Backstopped by its trade surplus and foreign currency reserves, China has
been on a building spree for decades. The country has invested massively in
its infrastructure and while billions have been lost to waste and corruption
, the investments will pay dividends for decades to come. New cities, ports,
pipelines, airports, roads, and 18,000 kilometers of high-speed rail lines
mean that China’s infrastructure now rivals that of many Western nations—
especially the U.S. Moreover, Beijing’s investment in research and
development alone topped $279 billion in 2017. By 2020, China is expected to
overtake the U.S. with regard to gross expenditure in this space.
By contrast, Washington’s chief investment in the last two decades has been
the war on terror, which has greatly contributed to its ballooning national
debt. Since 9/11, the Watson Institute for International and Public Affairs
at Brown University estimates that America’s wars have cost the country $4
.6 trillion, not including an additional trillion for meeting military
veterans’ medical and disability requirements through 2056. Nor does that
total take into account the trillions of dollars in interest payments—much
of which will be paid to Chinese creditors—that will be required to service
the debt.
Meanwhile, domestic infrastructure is crumbling, sometimes literally, rating
a D+ according to the American Society of Civil Engineers (ASCE), which
estimates that the U.S. will need to invest $4.5 trillion in its failing
infrastructure by 2027. President Trump, like his predecessor, promised big
spending on infrastructure, which he called “third world” during his
campaign.
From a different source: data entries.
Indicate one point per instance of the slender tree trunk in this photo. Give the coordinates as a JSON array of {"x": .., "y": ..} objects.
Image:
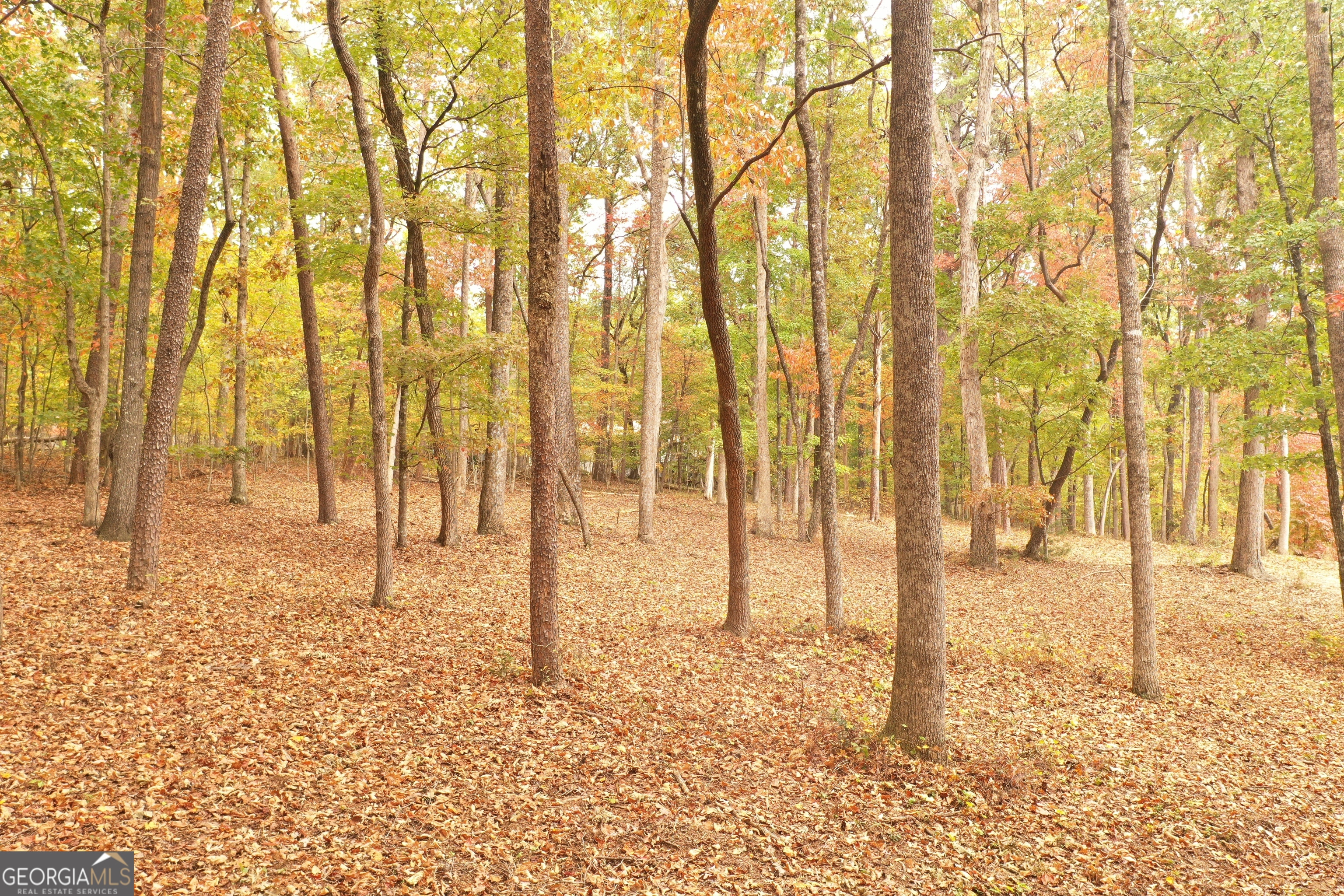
[
  {"x": 764, "y": 499},
  {"x": 240, "y": 485},
  {"x": 1249, "y": 539},
  {"x": 304, "y": 272},
  {"x": 656, "y": 299},
  {"x": 1089, "y": 504},
  {"x": 410, "y": 183},
  {"x": 827, "y": 499},
  {"x": 984, "y": 551},
  {"x": 709, "y": 473},
  {"x": 695, "y": 56},
  {"x": 143, "y": 573},
  {"x": 1330, "y": 240},
  {"x": 875, "y": 472},
  {"x": 373, "y": 313},
  {"x": 920, "y": 682},
  {"x": 131, "y": 420},
  {"x": 495, "y": 469},
  {"x": 542, "y": 299},
  {"x": 1215, "y": 468},
  {"x": 1121, "y": 101}
]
However, his 10-year, $1.5 trillion plan is riddled with flaws and
has little support in Congress.
While the Chinese have lavished money on infrastructure projects, they have
been relatively abstemious with defense spending. The estimated Chinese
defense budget has increased from $10 billion in 1997 to upwards of $228
billion today, but that still pales in comparison to Washington’s 2018
defense budget of $716 billion.
While modernizing its military is critical for Beijing, it has taken a
measured approach to defense spending. Power projection beyond what it
regards as its sphere of influence, largely the South and East China Seas,
has ranked as a low priority. This is evidenced by where it is spending
money. It has an antiquated aircraft carrier purchased from Ukraine, one
indigenously built carrier undergoing sea trials, and two more under
construction.
But it is no match for the U.S. Navy—at least outside of its coastal waters
. China knows this, and as a consequence has built what it deems to be
unsinkable, low-cost, permanent aircraft carriers in the South China Sea in
the form of artificial islands. Since 2013, China has created 3,200 acres of
new land on and around the reefs that make up the disputed Spratly Islands.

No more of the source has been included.